Chapter 43 Confounding
43.1 conf.design
It might not surprise you to learn that
the package conf.design
contains tools for working
with designs with confounding.
> library(cfcdae)
> library(conf.design)
Attaching package: 'conf.design'
The following object is masked from 'package:lme4':
factorize
> library(car)
43.1.1 Generating designs
conf.design
uses matrices to denote generators
for designs. Each row of a matrix corresponds
to a generator, and the columns correspond to all
the factors in the design, regardless of how
many are in the generator. A 1 indicates that
the factor is in the generator, and a 0 indicates
it is not.
Here is a matrix for a \(2^4\) design with ABD as generator.
> ABD.4 <- t(c(1,1,0,1))
> ABD.4
[,1] [,2] [,3] [,4]
[1,] 1 1 0 1
Here is a matrix for a \(2^4\) design with ABD and CD as generators. We show a variety of ways of creating the same matrix.
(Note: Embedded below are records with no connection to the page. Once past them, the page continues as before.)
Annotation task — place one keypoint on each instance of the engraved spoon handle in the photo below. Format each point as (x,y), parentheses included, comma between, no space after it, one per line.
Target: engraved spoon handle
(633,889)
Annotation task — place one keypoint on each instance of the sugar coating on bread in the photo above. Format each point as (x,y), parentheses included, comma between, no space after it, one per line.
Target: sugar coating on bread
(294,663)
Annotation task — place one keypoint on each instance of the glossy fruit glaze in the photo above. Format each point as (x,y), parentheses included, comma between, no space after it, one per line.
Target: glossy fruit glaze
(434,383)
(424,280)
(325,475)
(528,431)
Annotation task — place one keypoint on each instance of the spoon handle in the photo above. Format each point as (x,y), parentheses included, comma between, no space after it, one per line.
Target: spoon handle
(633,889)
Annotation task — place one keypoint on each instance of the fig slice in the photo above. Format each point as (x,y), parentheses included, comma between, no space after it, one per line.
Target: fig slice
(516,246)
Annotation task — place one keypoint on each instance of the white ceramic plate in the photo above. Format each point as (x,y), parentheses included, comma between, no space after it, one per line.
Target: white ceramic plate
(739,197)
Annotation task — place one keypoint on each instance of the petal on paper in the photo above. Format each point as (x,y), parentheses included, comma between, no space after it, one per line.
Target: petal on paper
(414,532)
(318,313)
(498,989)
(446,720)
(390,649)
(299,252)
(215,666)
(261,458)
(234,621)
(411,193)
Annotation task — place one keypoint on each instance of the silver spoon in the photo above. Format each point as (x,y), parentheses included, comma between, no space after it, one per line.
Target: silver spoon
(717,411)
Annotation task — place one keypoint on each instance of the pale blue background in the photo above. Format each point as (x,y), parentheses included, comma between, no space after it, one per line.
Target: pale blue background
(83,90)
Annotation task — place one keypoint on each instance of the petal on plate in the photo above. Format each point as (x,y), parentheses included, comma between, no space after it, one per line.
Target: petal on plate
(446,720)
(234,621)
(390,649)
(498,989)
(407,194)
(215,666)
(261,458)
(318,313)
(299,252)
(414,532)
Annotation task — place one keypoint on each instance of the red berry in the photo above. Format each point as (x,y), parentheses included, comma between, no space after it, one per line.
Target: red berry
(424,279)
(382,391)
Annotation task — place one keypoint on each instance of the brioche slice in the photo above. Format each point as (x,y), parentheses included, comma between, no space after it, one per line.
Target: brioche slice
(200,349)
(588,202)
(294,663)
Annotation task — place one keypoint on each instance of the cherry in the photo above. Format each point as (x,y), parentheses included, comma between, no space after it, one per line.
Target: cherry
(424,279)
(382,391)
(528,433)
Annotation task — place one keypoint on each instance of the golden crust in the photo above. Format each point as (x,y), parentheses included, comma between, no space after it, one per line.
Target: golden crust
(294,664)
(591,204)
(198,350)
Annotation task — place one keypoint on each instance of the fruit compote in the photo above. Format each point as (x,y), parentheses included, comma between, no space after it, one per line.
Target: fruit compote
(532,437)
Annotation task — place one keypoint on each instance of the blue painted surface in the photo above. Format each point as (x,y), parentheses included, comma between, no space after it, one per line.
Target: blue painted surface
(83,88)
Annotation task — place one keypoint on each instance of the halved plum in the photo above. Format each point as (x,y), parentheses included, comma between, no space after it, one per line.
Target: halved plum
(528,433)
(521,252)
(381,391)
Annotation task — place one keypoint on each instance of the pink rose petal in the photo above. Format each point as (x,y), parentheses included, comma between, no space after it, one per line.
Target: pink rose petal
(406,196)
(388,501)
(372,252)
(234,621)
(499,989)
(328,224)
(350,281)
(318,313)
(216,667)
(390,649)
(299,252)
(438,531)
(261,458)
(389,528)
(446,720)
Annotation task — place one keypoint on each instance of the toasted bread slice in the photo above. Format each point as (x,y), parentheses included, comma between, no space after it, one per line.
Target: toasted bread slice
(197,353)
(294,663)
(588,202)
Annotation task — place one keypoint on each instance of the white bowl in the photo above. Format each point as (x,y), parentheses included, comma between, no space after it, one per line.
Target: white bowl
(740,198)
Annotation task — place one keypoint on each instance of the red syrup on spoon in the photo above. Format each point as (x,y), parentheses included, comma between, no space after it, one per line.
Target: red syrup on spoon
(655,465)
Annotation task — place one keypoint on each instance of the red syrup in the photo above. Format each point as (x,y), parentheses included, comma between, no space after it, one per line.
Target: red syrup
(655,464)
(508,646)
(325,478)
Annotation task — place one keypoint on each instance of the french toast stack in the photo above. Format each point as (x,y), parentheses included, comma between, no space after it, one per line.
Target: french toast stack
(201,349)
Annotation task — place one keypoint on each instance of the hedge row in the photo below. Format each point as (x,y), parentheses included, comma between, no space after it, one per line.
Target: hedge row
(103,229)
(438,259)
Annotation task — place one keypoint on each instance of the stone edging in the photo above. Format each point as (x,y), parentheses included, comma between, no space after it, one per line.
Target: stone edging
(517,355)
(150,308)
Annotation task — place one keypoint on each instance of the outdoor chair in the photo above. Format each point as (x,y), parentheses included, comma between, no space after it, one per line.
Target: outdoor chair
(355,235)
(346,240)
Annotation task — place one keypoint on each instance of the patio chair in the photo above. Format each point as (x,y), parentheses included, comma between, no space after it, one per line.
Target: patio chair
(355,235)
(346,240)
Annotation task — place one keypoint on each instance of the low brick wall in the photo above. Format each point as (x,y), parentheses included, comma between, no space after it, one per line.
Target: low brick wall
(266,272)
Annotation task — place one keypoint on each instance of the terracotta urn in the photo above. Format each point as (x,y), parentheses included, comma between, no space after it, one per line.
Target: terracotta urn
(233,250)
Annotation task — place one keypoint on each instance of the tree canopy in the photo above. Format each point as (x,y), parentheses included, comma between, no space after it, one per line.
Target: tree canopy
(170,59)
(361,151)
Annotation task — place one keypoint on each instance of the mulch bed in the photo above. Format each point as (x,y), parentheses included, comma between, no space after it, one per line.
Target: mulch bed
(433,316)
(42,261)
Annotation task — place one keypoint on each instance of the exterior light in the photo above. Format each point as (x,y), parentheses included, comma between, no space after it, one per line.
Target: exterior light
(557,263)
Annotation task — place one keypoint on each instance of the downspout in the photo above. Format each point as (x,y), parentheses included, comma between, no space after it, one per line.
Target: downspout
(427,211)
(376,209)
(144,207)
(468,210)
I think the first is easiest to think about, but to each his own.
> ABD.CD.4 <- rbind(c(1,1,0,1),c(0,0,1,1))
> ABD.CD.4
[,1] [,2] [,3] [,4]
[1,] 1 1 0 1
[2,] 0 0 1 1
> ABD.CD.4 <- matrix(c(1,0,1,0,0,1,1,1),nrow=2)
> ABD.CD.4
[,1] [,2] [,3] [,4]
[1,] 1 1 0 1
[2,] 0 0 1 1
> ABD.CD.4 <- matrix(c(1,1,0,1,0,0,1,1),nrow=2,byrow=TRUE)
> ABD.CD.4
[,1] [,2] [,3] [,4]
[1,] 1 1 0 1
[2,] 0 0 1 1
This is for ABD and ABCD; we know that this is a bad idea.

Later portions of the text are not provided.